A trama nos apresenta a Ray Burke (André Holland), um agente da NBA que tem em Erick Scott (Melvin Gregg), draft número um da competição, seu principal cliente e oportunidade de negócios. E é dentro do universo do basquete que a obra se ambienta.

Há dois extremos que precisam ser pontuados. O filme deveria funcionar precisamente para quem é fã do esporte, especialmente por tratar de um aglomerado de questões técnicas sobre o próprio. Por outro lado, o espectador leigo também precisa estar inserido, facilitando o entendimento de todo o processo para, a partir daí, conectar-se emocionalmente com a história. Infelizmente a obra acaba desagradando ambos os lados. A narrativa, por mais bem realizada e inteligente que seja, não envolve o público por completo, nos deixando sem entender realmente o que está acontecendo.

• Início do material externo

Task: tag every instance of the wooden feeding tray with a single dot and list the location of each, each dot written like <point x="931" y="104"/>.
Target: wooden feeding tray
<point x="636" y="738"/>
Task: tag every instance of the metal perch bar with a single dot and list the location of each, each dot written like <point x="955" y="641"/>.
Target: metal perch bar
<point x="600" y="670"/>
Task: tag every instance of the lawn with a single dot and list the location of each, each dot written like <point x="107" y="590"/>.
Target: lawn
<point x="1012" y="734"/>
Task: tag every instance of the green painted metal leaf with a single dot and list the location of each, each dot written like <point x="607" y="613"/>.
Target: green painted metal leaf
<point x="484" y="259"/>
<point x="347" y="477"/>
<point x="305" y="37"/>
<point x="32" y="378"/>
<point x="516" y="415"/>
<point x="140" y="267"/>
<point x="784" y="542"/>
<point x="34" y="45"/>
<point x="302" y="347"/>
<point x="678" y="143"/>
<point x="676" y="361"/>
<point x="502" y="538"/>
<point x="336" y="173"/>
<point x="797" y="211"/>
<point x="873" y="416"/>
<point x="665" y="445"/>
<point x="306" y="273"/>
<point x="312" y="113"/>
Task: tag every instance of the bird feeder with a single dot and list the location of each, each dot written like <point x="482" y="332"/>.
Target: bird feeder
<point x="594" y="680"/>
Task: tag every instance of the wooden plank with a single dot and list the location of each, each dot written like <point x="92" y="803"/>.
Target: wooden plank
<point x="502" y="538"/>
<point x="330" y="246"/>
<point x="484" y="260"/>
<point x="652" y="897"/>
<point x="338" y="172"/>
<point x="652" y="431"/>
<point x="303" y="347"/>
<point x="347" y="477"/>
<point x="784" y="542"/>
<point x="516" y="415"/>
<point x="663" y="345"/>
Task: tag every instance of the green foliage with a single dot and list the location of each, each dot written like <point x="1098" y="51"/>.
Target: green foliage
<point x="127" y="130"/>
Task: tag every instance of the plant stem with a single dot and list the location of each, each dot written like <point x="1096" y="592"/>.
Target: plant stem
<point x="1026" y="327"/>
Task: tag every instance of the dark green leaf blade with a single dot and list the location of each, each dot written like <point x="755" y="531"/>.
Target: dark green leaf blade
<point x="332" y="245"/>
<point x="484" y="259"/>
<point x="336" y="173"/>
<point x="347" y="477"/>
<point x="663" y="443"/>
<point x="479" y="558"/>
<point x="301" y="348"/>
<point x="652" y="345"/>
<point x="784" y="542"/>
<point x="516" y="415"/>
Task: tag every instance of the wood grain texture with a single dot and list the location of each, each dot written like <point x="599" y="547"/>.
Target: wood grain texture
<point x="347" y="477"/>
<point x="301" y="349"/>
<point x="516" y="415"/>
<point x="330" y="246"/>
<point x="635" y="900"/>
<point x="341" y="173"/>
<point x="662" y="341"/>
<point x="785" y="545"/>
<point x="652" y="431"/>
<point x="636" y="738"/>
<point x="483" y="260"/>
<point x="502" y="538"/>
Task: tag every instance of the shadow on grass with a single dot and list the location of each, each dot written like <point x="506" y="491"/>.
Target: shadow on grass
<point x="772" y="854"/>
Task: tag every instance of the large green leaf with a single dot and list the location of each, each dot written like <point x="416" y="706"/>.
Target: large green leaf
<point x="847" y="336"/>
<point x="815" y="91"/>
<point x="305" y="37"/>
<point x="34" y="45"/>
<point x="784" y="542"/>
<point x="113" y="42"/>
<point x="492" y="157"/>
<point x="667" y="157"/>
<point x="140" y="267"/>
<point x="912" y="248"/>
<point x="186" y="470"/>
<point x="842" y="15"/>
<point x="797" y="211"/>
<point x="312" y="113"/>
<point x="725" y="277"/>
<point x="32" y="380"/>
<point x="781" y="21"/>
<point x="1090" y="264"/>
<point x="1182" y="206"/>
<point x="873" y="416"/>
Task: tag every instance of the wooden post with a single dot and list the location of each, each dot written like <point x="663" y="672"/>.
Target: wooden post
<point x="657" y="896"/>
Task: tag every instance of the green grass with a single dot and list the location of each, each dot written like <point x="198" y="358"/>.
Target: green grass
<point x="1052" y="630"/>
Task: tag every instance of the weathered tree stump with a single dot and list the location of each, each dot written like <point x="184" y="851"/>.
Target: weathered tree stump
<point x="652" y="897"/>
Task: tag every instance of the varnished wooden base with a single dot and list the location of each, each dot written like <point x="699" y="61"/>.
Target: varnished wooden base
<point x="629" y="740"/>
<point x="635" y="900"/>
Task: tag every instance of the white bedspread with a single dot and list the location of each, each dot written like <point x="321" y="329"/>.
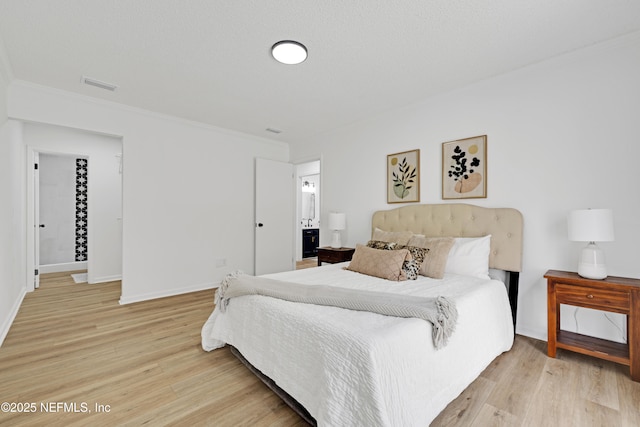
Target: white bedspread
<point x="365" y="369"/>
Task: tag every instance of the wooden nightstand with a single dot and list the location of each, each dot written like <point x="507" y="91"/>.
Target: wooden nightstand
<point x="334" y="255"/>
<point x="613" y="294"/>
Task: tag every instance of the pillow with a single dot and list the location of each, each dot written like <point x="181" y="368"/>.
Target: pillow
<point x="412" y="267"/>
<point x="378" y="244"/>
<point x="379" y="263"/>
<point x="400" y="237"/>
<point x="470" y="256"/>
<point x="436" y="257"/>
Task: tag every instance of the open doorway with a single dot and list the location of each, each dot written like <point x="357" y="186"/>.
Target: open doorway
<point x="101" y="209"/>
<point x="308" y="197"/>
<point x="62" y="213"/>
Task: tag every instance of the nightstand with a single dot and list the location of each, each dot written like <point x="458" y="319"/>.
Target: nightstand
<point x="613" y="294"/>
<point x="334" y="255"/>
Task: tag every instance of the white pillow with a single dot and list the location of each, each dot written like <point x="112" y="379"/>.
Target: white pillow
<point x="470" y="256"/>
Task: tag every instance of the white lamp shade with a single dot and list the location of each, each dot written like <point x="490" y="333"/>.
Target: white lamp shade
<point x="591" y="225"/>
<point x="337" y="221"/>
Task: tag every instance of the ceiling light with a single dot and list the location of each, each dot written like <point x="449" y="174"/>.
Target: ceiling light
<point x="289" y="52"/>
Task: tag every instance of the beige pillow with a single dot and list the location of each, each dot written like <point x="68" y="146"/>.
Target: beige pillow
<point x="379" y="262"/>
<point x="400" y="237"/>
<point x="435" y="260"/>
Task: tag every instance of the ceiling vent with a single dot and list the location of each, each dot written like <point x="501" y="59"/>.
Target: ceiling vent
<point x="97" y="83"/>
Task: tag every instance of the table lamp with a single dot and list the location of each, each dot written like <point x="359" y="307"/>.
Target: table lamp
<point x="337" y="222"/>
<point x="591" y="225"/>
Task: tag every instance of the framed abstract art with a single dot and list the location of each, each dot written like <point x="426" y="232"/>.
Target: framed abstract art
<point x="464" y="168"/>
<point x="403" y="177"/>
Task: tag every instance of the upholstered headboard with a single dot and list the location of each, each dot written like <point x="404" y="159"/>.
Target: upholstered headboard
<point x="462" y="220"/>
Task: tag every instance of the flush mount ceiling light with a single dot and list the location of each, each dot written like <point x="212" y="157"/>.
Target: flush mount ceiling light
<point x="289" y="52"/>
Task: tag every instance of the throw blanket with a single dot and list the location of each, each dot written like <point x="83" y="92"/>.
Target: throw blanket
<point x="440" y="312"/>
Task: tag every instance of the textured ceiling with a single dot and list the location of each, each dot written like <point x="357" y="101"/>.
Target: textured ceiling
<point x="209" y="61"/>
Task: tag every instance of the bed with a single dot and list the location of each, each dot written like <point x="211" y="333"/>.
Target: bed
<point x="357" y="368"/>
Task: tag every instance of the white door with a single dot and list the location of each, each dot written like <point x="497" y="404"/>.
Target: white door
<point x="274" y="220"/>
<point x="36" y="219"/>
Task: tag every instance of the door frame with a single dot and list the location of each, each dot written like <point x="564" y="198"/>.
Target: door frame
<point x="298" y="199"/>
<point x="33" y="229"/>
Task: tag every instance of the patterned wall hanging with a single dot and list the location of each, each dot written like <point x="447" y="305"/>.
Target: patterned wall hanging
<point x="81" y="209"/>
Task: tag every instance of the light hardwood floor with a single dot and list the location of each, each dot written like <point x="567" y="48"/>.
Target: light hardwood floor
<point x="73" y="343"/>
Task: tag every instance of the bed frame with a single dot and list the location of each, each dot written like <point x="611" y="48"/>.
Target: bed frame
<point x="453" y="219"/>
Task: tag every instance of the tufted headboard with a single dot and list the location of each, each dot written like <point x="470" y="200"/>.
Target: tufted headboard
<point x="462" y="220"/>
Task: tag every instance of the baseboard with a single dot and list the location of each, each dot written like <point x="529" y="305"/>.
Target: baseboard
<point x="105" y="279"/>
<point x="527" y="332"/>
<point x="62" y="267"/>
<point x="6" y="325"/>
<point x="166" y="293"/>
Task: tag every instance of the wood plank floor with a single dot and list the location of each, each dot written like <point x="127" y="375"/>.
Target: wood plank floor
<point x="142" y="364"/>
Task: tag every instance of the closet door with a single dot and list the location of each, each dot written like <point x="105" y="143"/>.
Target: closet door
<point x="274" y="217"/>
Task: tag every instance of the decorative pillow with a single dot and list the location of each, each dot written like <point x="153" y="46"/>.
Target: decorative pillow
<point x="400" y="237"/>
<point x="412" y="267"/>
<point x="436" y="257"/>
<point x="470" y="256"/>
<point x="379" y="263"/>
<point x="378" y="244"/>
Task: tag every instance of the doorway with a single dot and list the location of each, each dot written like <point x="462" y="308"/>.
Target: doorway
<point x="103" y="207"/>
<point x="62" y="212"/>
<point x="308" y="199"/>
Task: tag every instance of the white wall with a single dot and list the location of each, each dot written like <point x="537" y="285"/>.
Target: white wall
<point x="12" y="224"/>
<point x="563" y="134"/>
<point x="188" y="196"/>
<point x="104" y="191"/>
<point x="12" y="267"/>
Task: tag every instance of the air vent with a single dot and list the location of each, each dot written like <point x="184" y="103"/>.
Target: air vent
<point x="97" y="83"/>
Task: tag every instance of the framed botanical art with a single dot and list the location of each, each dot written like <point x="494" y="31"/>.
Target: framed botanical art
<point x="403" y="177"/>
<point x="464" y="168"/>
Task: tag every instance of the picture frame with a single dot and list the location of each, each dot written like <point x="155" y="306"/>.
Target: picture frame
<point x="464" y="168"/>
<point x="403" y="177"/>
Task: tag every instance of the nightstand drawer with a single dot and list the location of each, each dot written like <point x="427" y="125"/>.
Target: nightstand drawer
<point x="334" y="255"/>
<point x="593" y="298"/>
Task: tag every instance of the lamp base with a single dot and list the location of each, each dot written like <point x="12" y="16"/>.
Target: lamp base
<point x="591" y="265"/>
<point x="336" y="241"/>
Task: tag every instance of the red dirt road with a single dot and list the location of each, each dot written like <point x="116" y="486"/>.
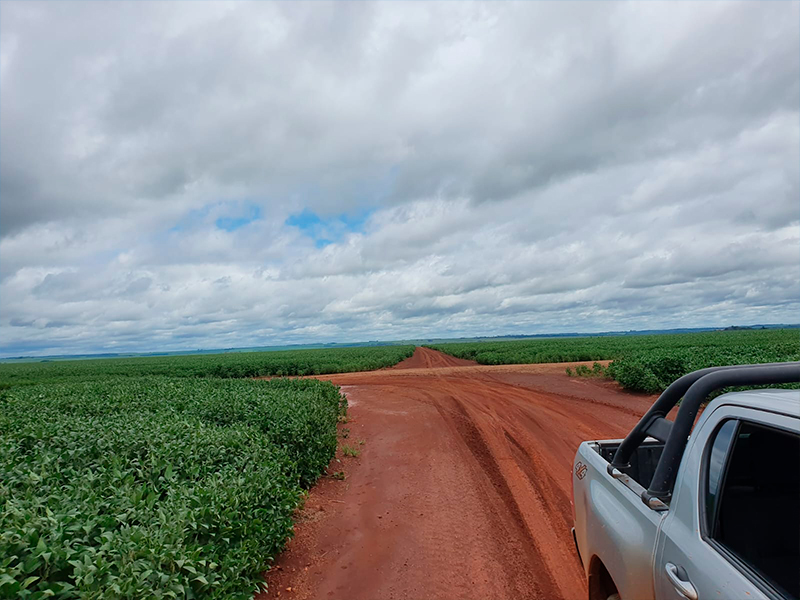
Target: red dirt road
<point x="462" y="487"/>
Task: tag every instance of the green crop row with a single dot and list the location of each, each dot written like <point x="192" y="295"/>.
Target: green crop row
<point x="230" y="365"/>
<point x="157" y="487"/>
<point x="646" y="363"/>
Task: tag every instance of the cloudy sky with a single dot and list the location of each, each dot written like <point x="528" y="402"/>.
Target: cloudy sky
<point x="177" y="175"/>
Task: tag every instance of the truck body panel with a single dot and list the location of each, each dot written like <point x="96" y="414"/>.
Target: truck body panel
<point x="665" y="551"/>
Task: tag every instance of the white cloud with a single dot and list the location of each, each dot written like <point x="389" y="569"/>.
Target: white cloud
<point x="475" y="168"/>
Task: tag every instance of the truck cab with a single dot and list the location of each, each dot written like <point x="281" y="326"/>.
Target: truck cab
<point x="677" y="511"/>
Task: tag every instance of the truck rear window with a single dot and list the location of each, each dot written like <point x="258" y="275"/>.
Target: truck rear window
<point x="755" y="515"/>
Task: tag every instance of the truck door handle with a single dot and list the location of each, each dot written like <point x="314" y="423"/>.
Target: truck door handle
<point x="684" y="586"/>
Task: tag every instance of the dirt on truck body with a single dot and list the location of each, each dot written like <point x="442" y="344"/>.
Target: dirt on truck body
<point x="462" y="486"/>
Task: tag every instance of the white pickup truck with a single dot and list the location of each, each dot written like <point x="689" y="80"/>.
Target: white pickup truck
<point x="713" y="512"/>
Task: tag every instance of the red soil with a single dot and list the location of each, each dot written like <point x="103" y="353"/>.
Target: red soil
<point x="462" y="488"/>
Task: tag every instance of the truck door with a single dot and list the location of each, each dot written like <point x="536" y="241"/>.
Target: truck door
<point x="733" y="529"/>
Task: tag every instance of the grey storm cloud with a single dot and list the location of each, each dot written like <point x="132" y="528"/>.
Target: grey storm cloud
<point x="181" y="174"/>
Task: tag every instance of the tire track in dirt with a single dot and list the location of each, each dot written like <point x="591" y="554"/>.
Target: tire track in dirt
<point x="462" y="489"/>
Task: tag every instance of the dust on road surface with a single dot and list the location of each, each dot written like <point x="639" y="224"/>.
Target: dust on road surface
<point x="462" y="488"/>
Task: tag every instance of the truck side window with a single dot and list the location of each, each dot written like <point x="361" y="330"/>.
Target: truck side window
<point x="756" y="514"/>
<point x="717" y="461"/>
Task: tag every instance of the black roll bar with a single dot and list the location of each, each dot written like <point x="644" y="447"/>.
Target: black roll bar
<point x="694" y="388"/>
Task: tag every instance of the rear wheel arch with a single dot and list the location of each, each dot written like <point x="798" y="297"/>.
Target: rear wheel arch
<point x="600" y="583"/>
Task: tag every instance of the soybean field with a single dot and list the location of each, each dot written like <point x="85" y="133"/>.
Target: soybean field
<point x="163" y="477"/>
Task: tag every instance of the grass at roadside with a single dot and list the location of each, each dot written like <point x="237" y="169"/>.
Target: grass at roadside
<point x="157" y="487"/>
<point x="646" y="363"/>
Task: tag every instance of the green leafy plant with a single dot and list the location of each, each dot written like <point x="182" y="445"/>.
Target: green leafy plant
<point x="156" y="487"/>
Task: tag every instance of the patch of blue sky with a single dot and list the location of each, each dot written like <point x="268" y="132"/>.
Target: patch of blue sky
<point x="327" y="230"/>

Foto: Peter Andrews / Netflix

A verdade é que André Holland (Moonlight: Sob a Luz do Luar) e Sonja Sohn (Luke Cage) carregam o longa com suas ótimas atuações, ainda que o roteiro não propicie grande desenvolvimento para seus personagens. Holland, aliás, é um talento a ser observado. Torço para que o ator tenha novas oportunidades de brilhar em tela.

Em meio aos acontecimentos, jovens jogadores da NBA que já foram draftados contam suas experiências de vida no início de suas carreiras. O problema é que seus relatos soam mais interessantes que a narrativa que está sendo desenvolvida.

A direção de Soderbergh é bem realizada, usando e abusando da câmera próxima ao rosto dos personagens, uma forma de retratar o desconforto das medidas estabelecidas pela NBA e como elas influenciam a vida de cada um.

High Flying Bird acerta principalmente ao tratar de questões raciais, deixando uma importante mensagem em seu desfecho, no entanto, é impossível ignorar seus problemas, que acabam transformando a obra em um exemplar menor de seu eficiente diretor.